I suspect most are aware that vintage bikes require more maintenance than do newer models. But you may not realize that they do so by design, not simply due to age. Take a look at your 1970s Honda owner's booklet. Late 60s to early 70s maintenance intervals were just 3,000 miles apart, and 80s bikes only double that. Yup. A little shocking in the present powersports climate of 25,000-mile valve adjustments, don't you think?

But it's real, and it's critical. And what I am planning to tell this customer who is no doubt going to be very surprised when hearing the estimate, is this: "Buddy, think of it this way. The money you saved over those years not doing necessary maintenance you now get to spend all at once." It's almost vehicular Karma. But whatever you label it, is that any way to treat a motorcycle? And this customer will likely have to spend a little more than the equivalent of all those years. You can almost bet on it.

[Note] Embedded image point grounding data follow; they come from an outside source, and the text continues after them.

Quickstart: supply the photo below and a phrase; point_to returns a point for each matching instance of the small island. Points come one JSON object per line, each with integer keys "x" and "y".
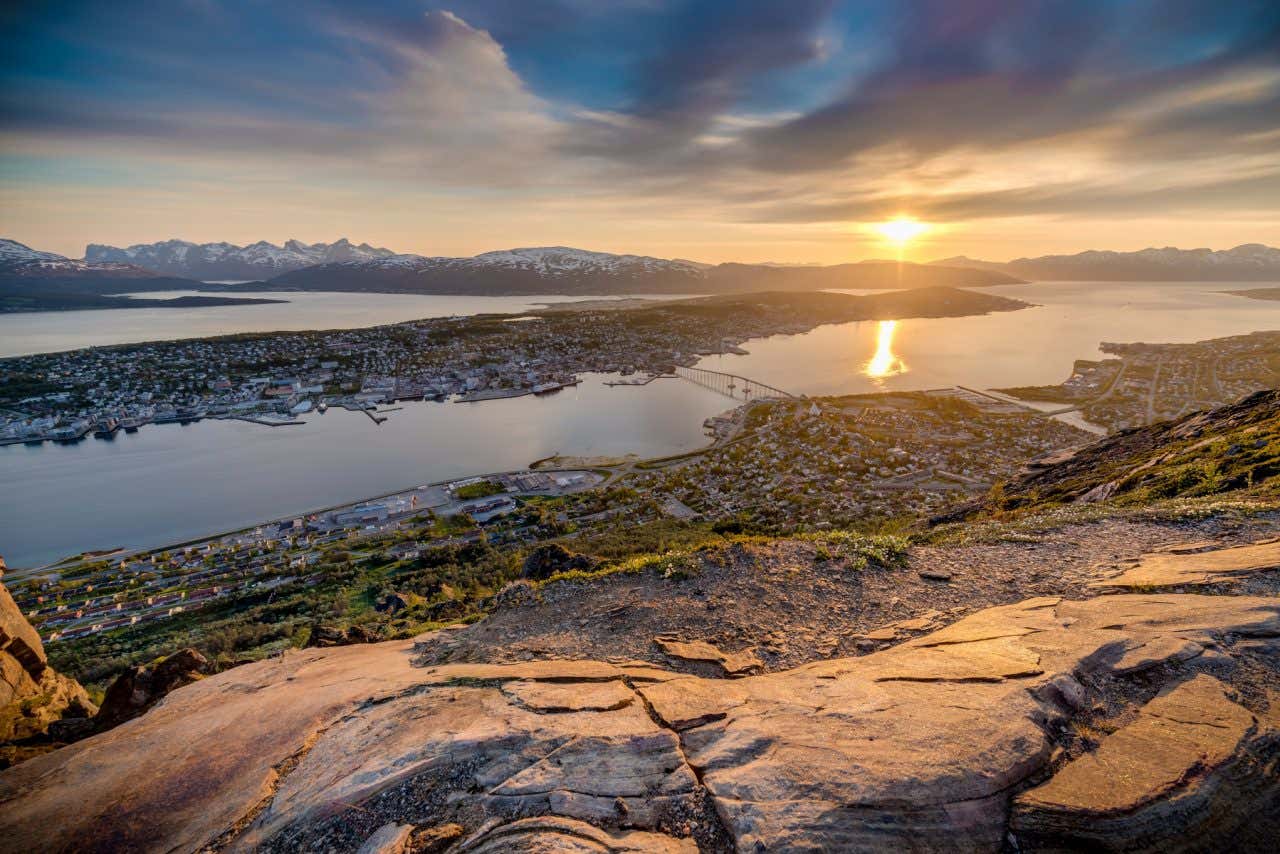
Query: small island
{"x": 1257, "y": 293}
{"x": 31, "y": 301}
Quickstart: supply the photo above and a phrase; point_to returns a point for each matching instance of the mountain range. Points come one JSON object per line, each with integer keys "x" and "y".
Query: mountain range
{"x": 211, "y": 261}
{"x": 1246, "y": 263}
{"x": 37, "y": 281}
{"x": 561, "y": 269}
{"x": 343, "y": 265}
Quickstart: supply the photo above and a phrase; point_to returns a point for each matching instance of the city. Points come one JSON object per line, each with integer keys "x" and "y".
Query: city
{"x": 273, "y": 379}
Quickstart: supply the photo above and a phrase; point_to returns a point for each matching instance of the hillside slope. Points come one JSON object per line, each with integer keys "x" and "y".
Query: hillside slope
{"x": 1235, "y": 447}
{"x": 577, "y": 272}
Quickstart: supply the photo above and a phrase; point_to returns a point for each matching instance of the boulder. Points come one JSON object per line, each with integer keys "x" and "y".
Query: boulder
{"x": 739, "y": 663}
{"x": 1192, "y": 771}
{"x": 32, "y": 694}
{"x": 1191, "y": 565}
{"x": 140, "y": 688}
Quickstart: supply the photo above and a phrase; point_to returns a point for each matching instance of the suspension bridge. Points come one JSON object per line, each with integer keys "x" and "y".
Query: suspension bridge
{"x": 740, "y": 388}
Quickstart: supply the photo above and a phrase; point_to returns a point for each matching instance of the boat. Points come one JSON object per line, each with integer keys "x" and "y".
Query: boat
{"x": 105, "y": 428}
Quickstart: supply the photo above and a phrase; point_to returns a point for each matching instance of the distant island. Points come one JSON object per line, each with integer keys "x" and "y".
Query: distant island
{"x": 1257, "y": 293}
{"x": 13, "y": 301}
{"x": 1246, "y": 263}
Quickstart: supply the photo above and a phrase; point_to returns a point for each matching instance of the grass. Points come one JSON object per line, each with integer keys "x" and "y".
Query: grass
{"x": 481, "y": 489}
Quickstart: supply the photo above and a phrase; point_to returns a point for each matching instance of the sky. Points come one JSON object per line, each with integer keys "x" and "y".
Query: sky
{"x": 709, "y": 129}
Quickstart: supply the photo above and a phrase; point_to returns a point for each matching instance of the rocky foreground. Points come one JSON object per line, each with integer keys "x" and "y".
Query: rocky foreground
{"x": 1146, "y": 717}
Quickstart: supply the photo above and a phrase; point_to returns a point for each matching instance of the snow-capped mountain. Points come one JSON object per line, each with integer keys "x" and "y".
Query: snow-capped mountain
{"x": 222, "y": 261}
{"x": 560, "y": 269}
{"x": 14, "y": 252}
{"x": 18, "y": 260}
{"x": 1247, "y": 263}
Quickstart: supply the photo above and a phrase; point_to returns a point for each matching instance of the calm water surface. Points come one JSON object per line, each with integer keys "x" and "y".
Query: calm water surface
{"x": 50, "y": 332}
{"x": 170, "y": 483}
{"x": 1029, "y": 347}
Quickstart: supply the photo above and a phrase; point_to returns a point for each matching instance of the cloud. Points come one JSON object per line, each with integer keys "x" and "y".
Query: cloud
{"x": 754, "y": 113}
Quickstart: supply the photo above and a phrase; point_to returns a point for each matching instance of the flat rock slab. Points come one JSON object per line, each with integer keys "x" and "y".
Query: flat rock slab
{"x": 1174, "y": 779}
{"x": 1173, "y": 567}
{"x": 553, "y": 835}
{"x": 915, "y": 747}
{"x": 739, "y": 663}
{"x": 575, "y": 697}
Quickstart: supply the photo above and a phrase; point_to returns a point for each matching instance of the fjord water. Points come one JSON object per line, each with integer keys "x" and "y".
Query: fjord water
{"x": 172, "y": 483}
{"x": 50, "y": 332}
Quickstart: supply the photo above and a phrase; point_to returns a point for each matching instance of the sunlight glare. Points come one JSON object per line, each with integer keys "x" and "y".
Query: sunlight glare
{"x": 901, "y": 229}
{"x": 885, "y": 362}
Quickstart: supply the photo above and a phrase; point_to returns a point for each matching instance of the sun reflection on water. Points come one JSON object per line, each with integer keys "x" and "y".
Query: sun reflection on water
{"x": 885, "y": 362}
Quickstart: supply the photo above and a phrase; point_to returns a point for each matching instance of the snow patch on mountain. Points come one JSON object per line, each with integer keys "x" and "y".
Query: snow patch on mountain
{"x": 228, "y": 260}
{"x": 16, "y": 252}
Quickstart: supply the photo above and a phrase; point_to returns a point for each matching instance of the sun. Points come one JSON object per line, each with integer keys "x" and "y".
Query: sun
{"x": 901, "y": 229}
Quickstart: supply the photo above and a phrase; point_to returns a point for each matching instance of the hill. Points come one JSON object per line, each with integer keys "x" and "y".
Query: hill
{"x": 1219, "y": 451}
{"x": 1104, "y": 683}
{"x": 577, "y": 272}
{"x": 36, "y": 281}
{"x": 223, "y": 261}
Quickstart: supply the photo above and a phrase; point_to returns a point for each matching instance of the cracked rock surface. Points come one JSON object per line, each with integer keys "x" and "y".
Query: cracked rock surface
{"x": 1008, "y": 724}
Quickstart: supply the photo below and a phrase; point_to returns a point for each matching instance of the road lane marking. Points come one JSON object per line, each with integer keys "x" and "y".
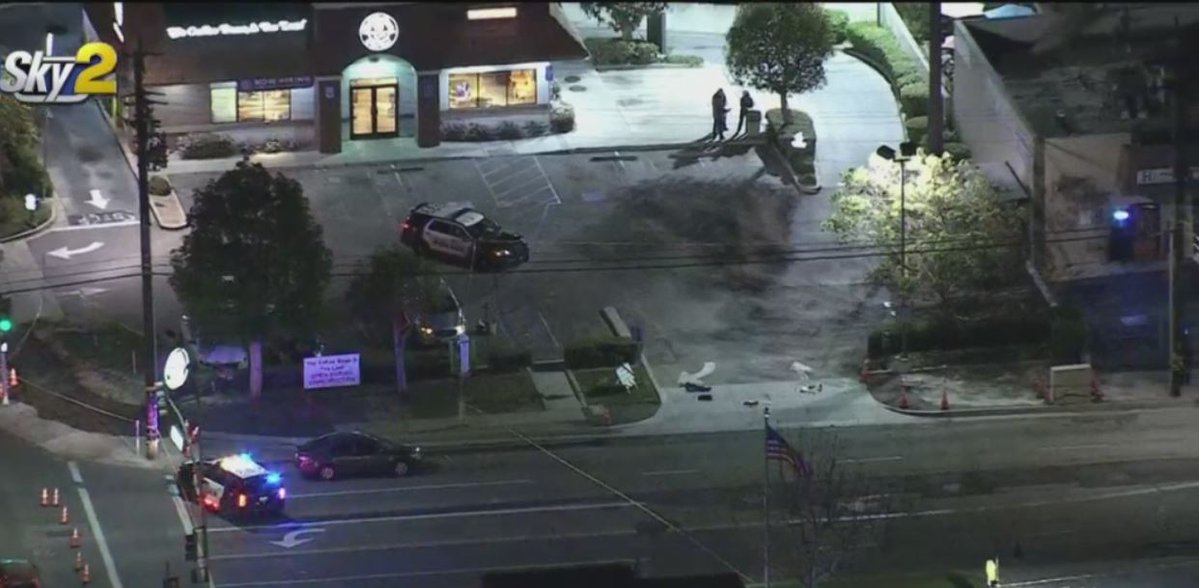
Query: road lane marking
{"x": 874, "y": 460}
{"x": 97, "y": 226}
{"x": 409, "y": 489}
{"x": 89, "y": 509}
{"x": 431, "y": 573}
{"x": 76, "y": 477}
{"x": 1071, "y": 448}
{"x": 429, "y": 516}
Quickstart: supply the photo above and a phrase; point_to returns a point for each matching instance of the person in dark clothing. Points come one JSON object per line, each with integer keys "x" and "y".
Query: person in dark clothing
{"x": 746, "y": 106}
{"x": 719, "y": 108}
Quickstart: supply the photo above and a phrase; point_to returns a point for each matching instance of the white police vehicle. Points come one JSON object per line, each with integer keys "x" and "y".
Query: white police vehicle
{"x": 459, "y": 234}
{"x": 234, "y": 485}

I'm afraid many riders view maintenance as something performed only when something goes wrong. Maintenance by crisis, in other words. Perhaps we have been lulled into this complacency by the absence of the kinds of troubles cars and motorcycles used to give a couple generations ago; their dramatically decreased incidents of breakdown. Their utter reliability. To the point we have learned to treat vehicles as disposable. They virtually are, you know. Use 'em til they start costing you and replace 'em. Unfortunately, however true this may be for 2019 cars, it just doesn't work for 1970s and 1980s motorcycles.

I didn't start writing this article thinking of Robert Pirsig but now suddenly I am remembering him and his maintenance as meditative catharsis ethos. As a lifelong mechanic I have a strong empathy for something like that philosophy, but I would rather instead call it taking responsibility for the reality of entropy; heading off at the pass problems that will surely come if they are not anticipated. Why the word "preventative" is often used when describing necessary maintenance.

While maintenance as an ethos was common among riders of the 60s and 70s and 80s, we of the current era must work at it; be proactive and intentional; make more of an effort in this day in which the maintenance ethic has, very demonstably, been lost.